East Asia School of Theology 东亚神学院
- Type: Christian College
- Established: 1992
- Affiliations: Asia Theological Association, Association for Theological Education in South East Asia
- President: Rev Dr Chan Chong Hiok
- Location: Joo Chiat, Singapore 1°18′44.1″N 103°50′52.2″E﻿ / ﻿1.312250°N 103.847833°E
- Colours: EAST Green White
- Website: www.east.edu.sg

= East Asia School of Theology =

East Asia School of Theology (EAST; 东亞神学院) is a theological school established in Singapore by Campus Crusade for Christ International as a legal division of Cru Asia Ltd. in 1992, with its stated mission to "develop and equip Christian leaders for the fulfilment of the Great Commission in East Asia and around the world."

==Academic programs==
The school offers academic programs at graduate diploma, bachelor's and master's degree levels.
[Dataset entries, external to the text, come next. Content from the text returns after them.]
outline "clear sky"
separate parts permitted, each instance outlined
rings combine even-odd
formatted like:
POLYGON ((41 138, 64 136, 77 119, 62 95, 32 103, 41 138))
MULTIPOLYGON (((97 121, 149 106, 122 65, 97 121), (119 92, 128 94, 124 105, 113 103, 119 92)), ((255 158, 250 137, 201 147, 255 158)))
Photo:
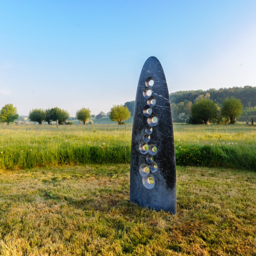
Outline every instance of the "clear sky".
POLYGON ((135 99, 155 56, 169 92, 256 86, 256 1, 0 3, 0 107, 74 116, 135 99))

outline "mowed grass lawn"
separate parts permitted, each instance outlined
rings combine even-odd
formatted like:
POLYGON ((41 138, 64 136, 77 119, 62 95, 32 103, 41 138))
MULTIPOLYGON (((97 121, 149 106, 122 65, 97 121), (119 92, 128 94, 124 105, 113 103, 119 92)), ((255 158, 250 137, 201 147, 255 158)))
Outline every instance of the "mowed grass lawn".
POLYGON ((255 255, 256 173, 177 167, 177 214, 129 203, 129 165, 0 171, 2 255, 255 255))

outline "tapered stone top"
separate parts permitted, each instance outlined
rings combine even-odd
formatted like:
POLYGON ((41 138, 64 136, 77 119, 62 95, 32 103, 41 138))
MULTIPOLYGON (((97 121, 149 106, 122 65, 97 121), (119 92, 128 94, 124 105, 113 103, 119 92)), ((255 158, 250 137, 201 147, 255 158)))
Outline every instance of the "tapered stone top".
POLYGON ((132 126, 130 201, 176 213, 176 174, 170 97, 159 60, 148 58, 139 81, 132 126))

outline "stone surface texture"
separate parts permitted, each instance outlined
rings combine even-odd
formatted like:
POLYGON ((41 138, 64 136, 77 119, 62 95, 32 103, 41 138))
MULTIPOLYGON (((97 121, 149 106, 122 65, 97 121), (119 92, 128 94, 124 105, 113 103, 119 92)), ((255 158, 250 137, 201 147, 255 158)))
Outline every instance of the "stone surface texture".
POLYGON ((159 60, 148 58, 138 84, 132 126, 130 201, 176 213, 176 173, 170 97, 159 60))

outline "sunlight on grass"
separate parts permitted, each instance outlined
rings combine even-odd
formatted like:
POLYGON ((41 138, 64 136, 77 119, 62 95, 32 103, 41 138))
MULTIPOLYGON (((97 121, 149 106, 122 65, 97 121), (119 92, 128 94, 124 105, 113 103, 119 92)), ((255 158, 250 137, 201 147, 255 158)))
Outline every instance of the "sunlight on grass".
POLYGON ((255 173, 177 167, 173 216, 129 203, 129 169, 2 171, 0 254, 254 255, 255 173))
MULTIPOLYGON (((131 125, 0 126, 4 169, 130 161, 131 125)), ((174 124, 173 129, 178 165, 256 170, 256 127, 174 124)), ((151 153, 157 158, 156 146, 151 153)), ((147 144, 143 149, 151 150, 147 144)))

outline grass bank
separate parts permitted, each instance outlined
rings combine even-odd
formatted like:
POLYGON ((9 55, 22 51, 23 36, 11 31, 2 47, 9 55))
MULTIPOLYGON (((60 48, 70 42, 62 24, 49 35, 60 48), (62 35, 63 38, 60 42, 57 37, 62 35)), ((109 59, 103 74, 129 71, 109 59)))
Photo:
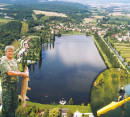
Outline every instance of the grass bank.
POLYGON ((111 68, 111 67, 112 67, 112 64, 109 62, 109 60, 108 60, 106 54, 102 51, 102 49, 100 48, 100 46, 99 46, 97 40, 94 38, 94 36, 92 36, 92 37, 93 37, 93 40, 94 40, 94 42, 95 42, 95 44, 96 44, 96 46, 97 46, 97 49, 98 49, 100 55, 101 55, 102 58, 103 58, 105 64, 107 65, 108 68, 111 68))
The accredited degree programs are:
- Graduate Diploma
- Bachelor of Arts (in Christian Ministry)
- Master of Arts (in Biblical Studies, Christian Ministry, Intercultural Studies, Leadership, or Theological Studies)
- Master of Divinity (in Christian Ministry, Intercultural Studies, or Teaching & Exposition)
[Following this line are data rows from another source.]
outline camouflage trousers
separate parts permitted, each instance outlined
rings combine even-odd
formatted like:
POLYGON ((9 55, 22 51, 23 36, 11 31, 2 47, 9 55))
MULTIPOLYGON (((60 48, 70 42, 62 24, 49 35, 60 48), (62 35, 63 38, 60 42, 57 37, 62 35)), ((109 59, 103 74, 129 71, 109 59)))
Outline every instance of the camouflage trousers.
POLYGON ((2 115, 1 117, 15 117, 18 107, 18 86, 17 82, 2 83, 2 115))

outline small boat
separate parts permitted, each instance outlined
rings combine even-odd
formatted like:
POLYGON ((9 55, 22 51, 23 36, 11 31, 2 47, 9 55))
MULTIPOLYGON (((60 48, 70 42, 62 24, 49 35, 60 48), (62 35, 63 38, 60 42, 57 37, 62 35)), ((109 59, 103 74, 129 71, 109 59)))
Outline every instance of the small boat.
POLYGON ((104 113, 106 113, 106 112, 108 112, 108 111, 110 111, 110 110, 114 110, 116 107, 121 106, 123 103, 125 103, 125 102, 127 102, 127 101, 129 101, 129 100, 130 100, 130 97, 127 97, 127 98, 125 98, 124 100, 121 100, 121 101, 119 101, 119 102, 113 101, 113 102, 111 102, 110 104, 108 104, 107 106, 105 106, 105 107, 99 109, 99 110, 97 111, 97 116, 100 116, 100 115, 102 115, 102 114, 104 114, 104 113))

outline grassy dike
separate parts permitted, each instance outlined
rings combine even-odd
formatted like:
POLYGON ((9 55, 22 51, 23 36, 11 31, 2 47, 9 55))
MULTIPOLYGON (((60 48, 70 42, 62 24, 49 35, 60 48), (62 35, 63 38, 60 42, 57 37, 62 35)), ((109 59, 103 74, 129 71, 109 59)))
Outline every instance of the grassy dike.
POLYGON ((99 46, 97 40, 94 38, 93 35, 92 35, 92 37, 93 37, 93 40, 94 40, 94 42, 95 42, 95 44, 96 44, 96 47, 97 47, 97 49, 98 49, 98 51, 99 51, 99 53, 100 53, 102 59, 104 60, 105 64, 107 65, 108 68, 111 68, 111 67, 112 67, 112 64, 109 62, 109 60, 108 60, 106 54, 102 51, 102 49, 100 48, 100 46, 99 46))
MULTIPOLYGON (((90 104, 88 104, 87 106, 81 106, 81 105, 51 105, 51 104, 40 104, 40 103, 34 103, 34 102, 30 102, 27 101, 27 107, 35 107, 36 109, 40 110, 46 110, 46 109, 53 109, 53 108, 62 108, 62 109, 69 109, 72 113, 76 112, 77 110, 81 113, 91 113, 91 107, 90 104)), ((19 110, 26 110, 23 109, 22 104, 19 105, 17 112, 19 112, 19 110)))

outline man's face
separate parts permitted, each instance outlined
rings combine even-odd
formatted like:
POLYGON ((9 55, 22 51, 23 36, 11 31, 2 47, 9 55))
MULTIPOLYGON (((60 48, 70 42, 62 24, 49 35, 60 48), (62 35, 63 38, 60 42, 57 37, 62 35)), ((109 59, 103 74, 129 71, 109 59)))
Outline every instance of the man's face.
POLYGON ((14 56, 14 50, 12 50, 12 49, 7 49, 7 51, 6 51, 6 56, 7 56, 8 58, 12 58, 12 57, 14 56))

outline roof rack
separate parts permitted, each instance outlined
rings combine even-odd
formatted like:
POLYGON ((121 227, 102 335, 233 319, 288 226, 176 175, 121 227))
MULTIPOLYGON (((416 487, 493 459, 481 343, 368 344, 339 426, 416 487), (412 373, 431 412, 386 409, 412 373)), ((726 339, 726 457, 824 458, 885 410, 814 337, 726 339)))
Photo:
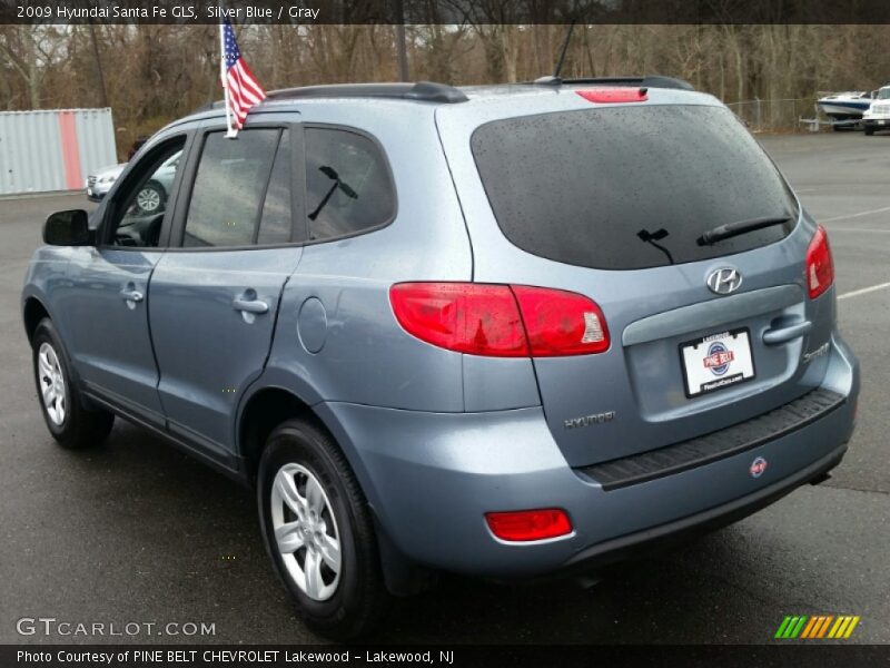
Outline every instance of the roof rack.
POLYGON ((533 84, 538 86, 562 86, 572 84, 600 84, 604 86, 633 86, 639 88, 676 88, 680 90, 695 90, 692 84, 675 77, 591 77, 586 79, 560 79, 558 77, 541 77, 533 84))
POLYGON ((466 102, 463 91, 446 84, 417 81, 416 84, 335 84, 330 86, 304 86, 273 90, 270 100, 313 99, 338 97, 378 97, 389 99, 416 100, 421 102, 445 102, 449 105, 466 102))

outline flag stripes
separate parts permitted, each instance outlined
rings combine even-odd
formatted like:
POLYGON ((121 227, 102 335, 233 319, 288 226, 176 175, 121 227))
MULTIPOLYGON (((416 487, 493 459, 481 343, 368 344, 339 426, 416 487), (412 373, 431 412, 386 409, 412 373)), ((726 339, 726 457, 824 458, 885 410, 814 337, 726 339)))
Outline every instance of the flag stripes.
MULTIPOLYGON (((220 27, 222 49, 222 86, 226 89, 226 117, 233 121, 235 129, 244 127, 250 108, 266 98, 266 91, 257 81, 254 72, 241 57, 235 31, 228 19, 220 27)), ((231 131, 234 137, 236 132, 231 131)))

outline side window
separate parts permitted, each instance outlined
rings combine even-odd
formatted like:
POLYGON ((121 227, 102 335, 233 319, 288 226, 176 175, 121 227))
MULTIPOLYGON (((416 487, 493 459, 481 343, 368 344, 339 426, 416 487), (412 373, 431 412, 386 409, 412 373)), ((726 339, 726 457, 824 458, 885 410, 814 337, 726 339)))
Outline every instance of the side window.
POLYGON ((377 146, 346 130, 306 129, 309 238, 355 234, 387 223, 395 193, 377 146))
POLYGON ((112 229, 107 237, 112 245, 138 248, 158 245, 185 143, 180 138, 148 154, 121 185, 115 195, 121 204, 113 208, 112 229))
POLYGON ((259 219, 257 244, 286 244, 290 240, 293 220, 290 218, 290 132, 281 132, 278 151, 271 168, 269 187, 266 189, 266 202, 259 219))
POLYGON ((207 135, 182 246, 249 246, 260 215, 280 130, 255 129, 226 139, 207 135))

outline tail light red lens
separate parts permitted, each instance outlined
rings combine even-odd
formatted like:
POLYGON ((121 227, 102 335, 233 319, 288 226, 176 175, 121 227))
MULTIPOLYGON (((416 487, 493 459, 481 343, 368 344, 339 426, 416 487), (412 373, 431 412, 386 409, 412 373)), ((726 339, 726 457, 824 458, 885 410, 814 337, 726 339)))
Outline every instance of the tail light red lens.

==Accreditation and affiliation==
The school is accredited by the Asia Theological Association (ATA) to offer the graduate diploma, bachelor's and master's degrees and the Association for Theological Education in South East Asia (ATESEA) to offer the Master of Divinity degree.

It is a member of the International Leadership Consortium (ILC), a global network of theological and leadership development institutions. The school is a member of the Fellowship of Missional Organisations of Singapore (FOMOS). According to the group's website, FOMOS was formed with the intention of "fulfilling the Great Commission through mutual edification and effective partnerships."

EAST is a member of the Asia Graduate School of Theology Alliance consortium (AGST Alliance), which consists of schools from Cambodia, Malaysia, Myanmar, Singapore and Thailand.